When a Client Asks, “What is Brexit?” Here’s Your Quick Guide

As we discussed in a post on Market Psychology and the Investor Narrative, the markets get very volatile when a new, large and unfamiliar risk surfaces. Brexit, or the possibility that the UK will decide to exit the European Union, is one such risk. Will it happen? Right now opinion polls are roughly 50-50, and market participants are putting the probability at 40-50% of a yes/Brexit vote on the upcoming referendum on June 23, 2016. So, when a client calls and asks for an explanation, here’s your short primer:

Basic points:

  • The European Union consists of 28 member states. Member states give up some political and economic authority in order to benefit from free trade in a market with over $18 trillion in GDP and 500 million people.
  • Note that only 19 of those member states use the Euro as their base currencies – this subset is called the Eurozone. The UK is one that doesn’t (British Pound). See our video here on why many investors have been short the Euro.
  • The UK has been part of the EU since 1973, so the prospect of an exit is a historically big deal.
  • The UK will have a referendum on June 23, 2016 on the question of whether the UK should remain in the EU.

Why now?

  • Critics have argued that the EU brings too much regulation with too many issues, like open borders.
  • The UK Conservative Party promised a referendum after it was elected; they won and scheduled it for June.
  • Public opinion of the benefits of being part of the EU, with anemic growth and a growing migrant crisis, is at a low.

Is Brexit good or bad for the UK?

  • Most economists think it’s bad – some companies might relocate headquarters to the Continent, foreign capital inflows might slow. The UK would need to negotiate new trade treaties with the EU, which could be a lot less favorable than those available to EU members (the prime benefit of EU membership).
  • The markets are concerned: The GBP has already declined close to 10% as fears of a yes vote have risen recently and Goldman Sachs thinks a 20% decline is possible in an exit scenario. Morgan Stanley thinks the FTSE 100 will underperform by 20% with a yes vote.
  • The pro camp thinks fears are overblown and that lifting burdensome EU regulations would boost growth. An EU-less UK, they argue, is an even more attractive place to have your headquarters or invest, and the UK will have no issues negotiating favorable trade deals when German auto companies and French wine manufacturers pressure politicians to keep trade flowing freely.

Will it happen?

  • Too early to tell. Opinion polls last year consistently favored staying, but it’s been close recently. Also, the percentage of “undecided” is high, so campaigns are ramping up to sway the middle.
  • That said, PIMCO puts the probability at 40% today. JPM estimates the fixed income markets think it’s a coin toss.
  • Remember that a yes/Brexit on the referendum would not cause the UK to exit – it presumably would kick start negotiations between the UK and EU on the mechanics, terms, etc. This is uncharted territory.

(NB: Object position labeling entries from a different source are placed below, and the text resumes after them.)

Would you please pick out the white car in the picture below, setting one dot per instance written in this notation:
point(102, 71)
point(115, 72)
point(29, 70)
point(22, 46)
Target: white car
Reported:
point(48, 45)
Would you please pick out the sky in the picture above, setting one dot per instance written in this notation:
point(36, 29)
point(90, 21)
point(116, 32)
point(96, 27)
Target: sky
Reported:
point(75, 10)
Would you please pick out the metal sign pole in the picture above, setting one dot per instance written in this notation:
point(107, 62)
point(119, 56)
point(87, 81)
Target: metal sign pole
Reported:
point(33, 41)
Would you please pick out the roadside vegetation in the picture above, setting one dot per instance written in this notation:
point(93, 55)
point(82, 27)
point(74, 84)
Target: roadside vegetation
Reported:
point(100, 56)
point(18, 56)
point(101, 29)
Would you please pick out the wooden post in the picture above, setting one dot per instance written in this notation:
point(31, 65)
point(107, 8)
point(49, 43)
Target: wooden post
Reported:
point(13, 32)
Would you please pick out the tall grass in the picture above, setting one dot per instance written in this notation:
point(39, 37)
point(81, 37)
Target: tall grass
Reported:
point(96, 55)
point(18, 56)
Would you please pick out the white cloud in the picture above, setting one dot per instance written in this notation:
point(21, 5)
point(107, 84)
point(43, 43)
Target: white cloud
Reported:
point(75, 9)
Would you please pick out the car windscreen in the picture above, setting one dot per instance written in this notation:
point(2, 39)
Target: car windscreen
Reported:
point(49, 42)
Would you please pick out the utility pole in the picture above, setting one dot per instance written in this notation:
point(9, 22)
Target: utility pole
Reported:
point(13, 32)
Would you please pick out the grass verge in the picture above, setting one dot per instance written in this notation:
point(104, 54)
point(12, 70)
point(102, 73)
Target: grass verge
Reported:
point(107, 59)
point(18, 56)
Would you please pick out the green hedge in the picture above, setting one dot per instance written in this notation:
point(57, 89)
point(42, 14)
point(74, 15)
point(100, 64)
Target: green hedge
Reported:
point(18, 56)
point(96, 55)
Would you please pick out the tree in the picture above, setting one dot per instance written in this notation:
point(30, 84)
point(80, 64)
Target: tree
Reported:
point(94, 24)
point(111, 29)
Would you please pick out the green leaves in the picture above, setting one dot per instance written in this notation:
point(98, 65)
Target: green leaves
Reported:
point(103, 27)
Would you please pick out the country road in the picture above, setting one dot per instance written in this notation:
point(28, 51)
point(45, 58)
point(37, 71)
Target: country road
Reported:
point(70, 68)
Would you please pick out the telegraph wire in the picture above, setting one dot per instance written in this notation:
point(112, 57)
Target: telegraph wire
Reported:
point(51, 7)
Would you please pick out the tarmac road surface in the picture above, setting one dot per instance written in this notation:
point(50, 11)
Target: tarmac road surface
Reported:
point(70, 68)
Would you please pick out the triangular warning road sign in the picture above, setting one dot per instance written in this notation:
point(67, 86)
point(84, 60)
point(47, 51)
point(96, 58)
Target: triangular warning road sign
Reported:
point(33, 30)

How does Brexit compare to Grexit?

  • Greece is economically insignificant (1.5%) in the context of the EU economy; the UK is huge (15%, behind only Germany).
  • It’s much easier for the UK to exit – having your own currency is like having one foot out the door.
  • Grexit raised concerns about cascading defaults at banks and then subsequent exits by Portugal, Spain, Italy, etc. Brexit doesn’t create credit risk.
  • Both Grexit and Brexit call into question the whole EU concept. The fear is less about a single country than whether it leads to an unravelling. A Brexit would create a precedent for “strong” EU countries to exit, so attention would turn to Northern European countries.

What happens now?

  • Media coverage should pick up as both pro and con camps build momentum. Updates on polling will be frequent – but remember that polls at this stage are going to be highly unreliable.
  • When experts weigh in, remember that they often have skin in the game. Think of it as listening to two political parties more than a rational debate about the merits.
  • Most large companies will publicly throw their weight behind the no-Brexit camp. There’s little upside for multinationals in a Brexit scenario. US companies have made big investments in placing regional headquarters in the UK as the launching pad into the EU market.
  • The British Pound will be volatile and, if a yes/Brexit vote looks more likely, both the GBP and Euro should be under pressure relative to the US Dollar. Expect people to draw conclusions from small moves – the overall trend is going to be more important than daily noise. If Brexit looks more likely, it’s probably negative for the Euro as well.
  • If opinion polls start leaning toward Brexit, expect a scramble of concessions/negotiations/etc. between the pro-EU forces in the UK and counterparts in the EU – they all have a huge incentive to avoid this outcome.